Старый рабочий выбрался из толпы, встал на скамью рядом с Ладо и улыбнулся ему, как другу. Глаза у него были светлые, голубые. Так улыбается человек, который, проснувшись после долгой зимней ночи, вдруг замечает, что на дворе весна и снежные сугробы плавятся под горячими лучами солнца.

— Братцы, — сказал он, — давайте не расходиться. Останемся тут до утра. А то дома бабы расхнычутся, отговаривать начнут, глядишь, кто-нибудь поддастся, и в общей стене нашей кирпичей не хватит. А дыра — дыра и есть, в нее что хошь потом просунуть можно и всю стену развалить. Останемся?

Одобрительными выкриками и смехом рабочие поддержали его. Раждена и Ладо снова передали на руках к выходу.

Они вернули Артему шинели и, обнявшись, пошли по Михайловскому проспекту. Снег перестал падать. Развеселые прохожие, встречая Ладо и Раждена, кричали:

— С Новым годом!

— С Новым годом! — дружно отвечали они. Дошли до памятника Воронцову, пожелали ему свалиться с пьедестала и свернули в Михайловские номера. Сонный портье открыл им комнату. Ражден сразу заснул. Спал он тяжело, ворочался с боку на бок и храпел. Ладо заснул только на рассвете. Ему приснилось, что он косит в поле ячмень. Едва он взмахивал косой, как откуда-то издали его окликал Ражден. Он шел искать Раждена, не находил, возвращался, и только брался за косу, как Ражден снова звал…

Утром Раждев разбудил его. Они вышли на улицу. Ражден сбрил бороду, и им было очень смешно от того, что лицо Раждена совершенно преобразилось. Они не оглядывались, не смотрели по сторонам, и прохожие расступались, принимая их за подвыпивших кутил.

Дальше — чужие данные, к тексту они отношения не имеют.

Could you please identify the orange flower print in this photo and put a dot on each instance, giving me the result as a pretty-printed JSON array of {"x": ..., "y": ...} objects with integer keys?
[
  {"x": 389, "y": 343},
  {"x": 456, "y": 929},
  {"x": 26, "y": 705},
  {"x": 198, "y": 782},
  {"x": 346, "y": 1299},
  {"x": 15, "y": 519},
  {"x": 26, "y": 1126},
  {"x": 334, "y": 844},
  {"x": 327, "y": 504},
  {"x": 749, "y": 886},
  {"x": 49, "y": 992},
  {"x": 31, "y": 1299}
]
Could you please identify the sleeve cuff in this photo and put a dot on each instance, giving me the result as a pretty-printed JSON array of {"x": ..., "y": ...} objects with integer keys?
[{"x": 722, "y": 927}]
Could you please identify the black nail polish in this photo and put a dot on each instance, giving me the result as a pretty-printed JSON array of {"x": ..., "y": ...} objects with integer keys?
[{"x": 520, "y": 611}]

Показались лошади, одинокий вагончик. Ладо нахмурился, во всмотревшись, закатился в хохоте. Вместо кучера лошадьми правил лакей директора конки. Па нем был фрак, и даже белые перчатки он не снял — с такой поспешностью хозяин погнал его в парк конки.

Народ толпился на остановках, все с недоумением смотрели на кучера во фраке и в белых перчатках, и в вагончик никто не садился.

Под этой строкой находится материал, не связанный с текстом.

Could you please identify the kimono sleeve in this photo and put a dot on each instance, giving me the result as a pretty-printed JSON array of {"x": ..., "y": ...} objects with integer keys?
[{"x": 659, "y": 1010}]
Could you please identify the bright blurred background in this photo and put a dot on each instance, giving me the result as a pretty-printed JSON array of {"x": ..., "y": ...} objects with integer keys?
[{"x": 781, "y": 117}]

Они повернули обратно — надо было поскорее узнать, что происходит в парке конки. Широким хозяйским шагом они дошли до обсерватории и вдруг увидели вдали длинную вереницу вагонов.

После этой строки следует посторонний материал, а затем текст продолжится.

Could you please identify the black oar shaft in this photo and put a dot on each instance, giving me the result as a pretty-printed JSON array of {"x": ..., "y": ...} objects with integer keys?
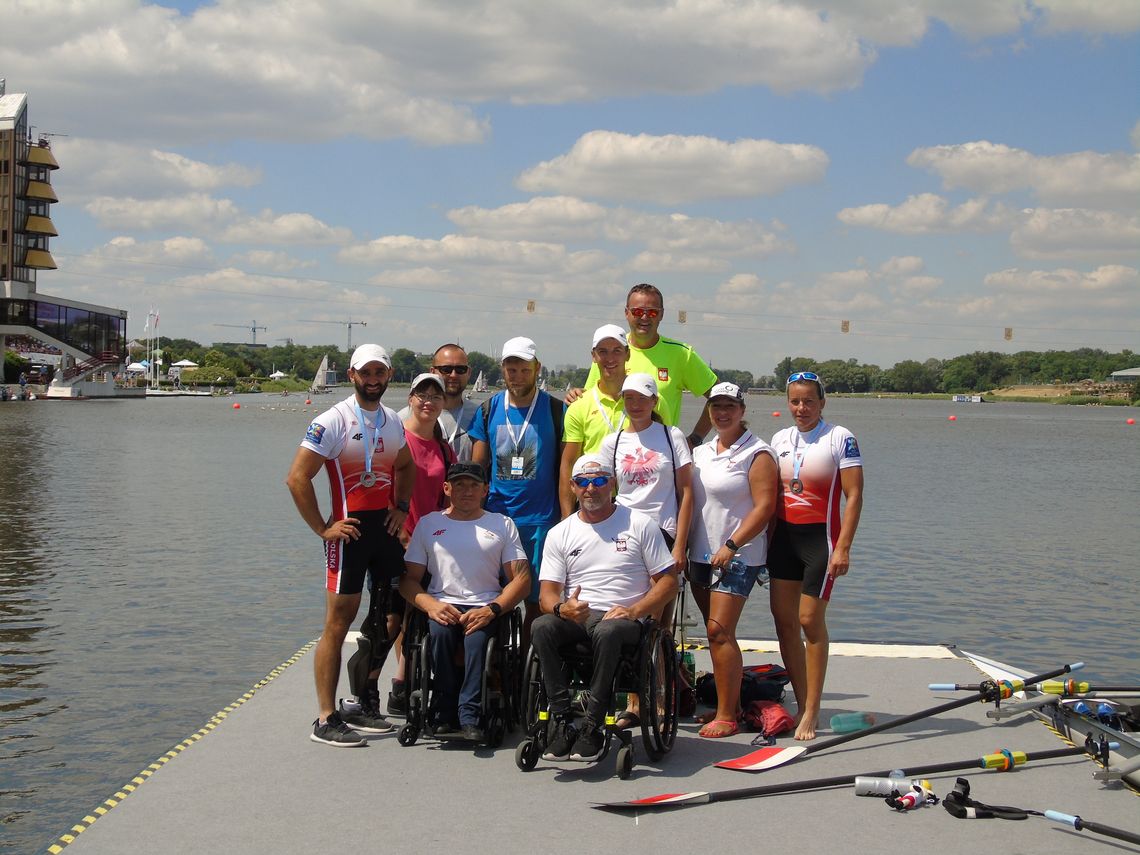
[{"x": 978, "y": 692}]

— Наверное, штрейкбрехеры, — осипшим голосом сказал Ражден.

Ладо побежал в сторону парка. Ражден еле успевал за ним. На перекрестке Ладо остановился как вкопанный.

Цокали подкованные копыта. Посреди мостовой па большом чалом коне ехал жандармский офицер. За ним — с ташками наголо — казаки. Вдоль тротуаров шли пешие полицейские.

— Рабочих ведут, — вполголоса произнес Ражден, — узнаешь?

Ладо не ответил.

Рабочие брели, не глядя по сторонам, опустив головы. Почти все были без фуражек, у многих на лицах — синяки, запекшаяся кровь. Прохожие столпились на тротуарах.

— Из-за этих смутьянов конка не работала. Слава богу, навели порядок.

— Я видел через ограду, как трупы увозили, шашками были зарублены.

— Не бунтуй. Никто не давал права нарушать законы государства.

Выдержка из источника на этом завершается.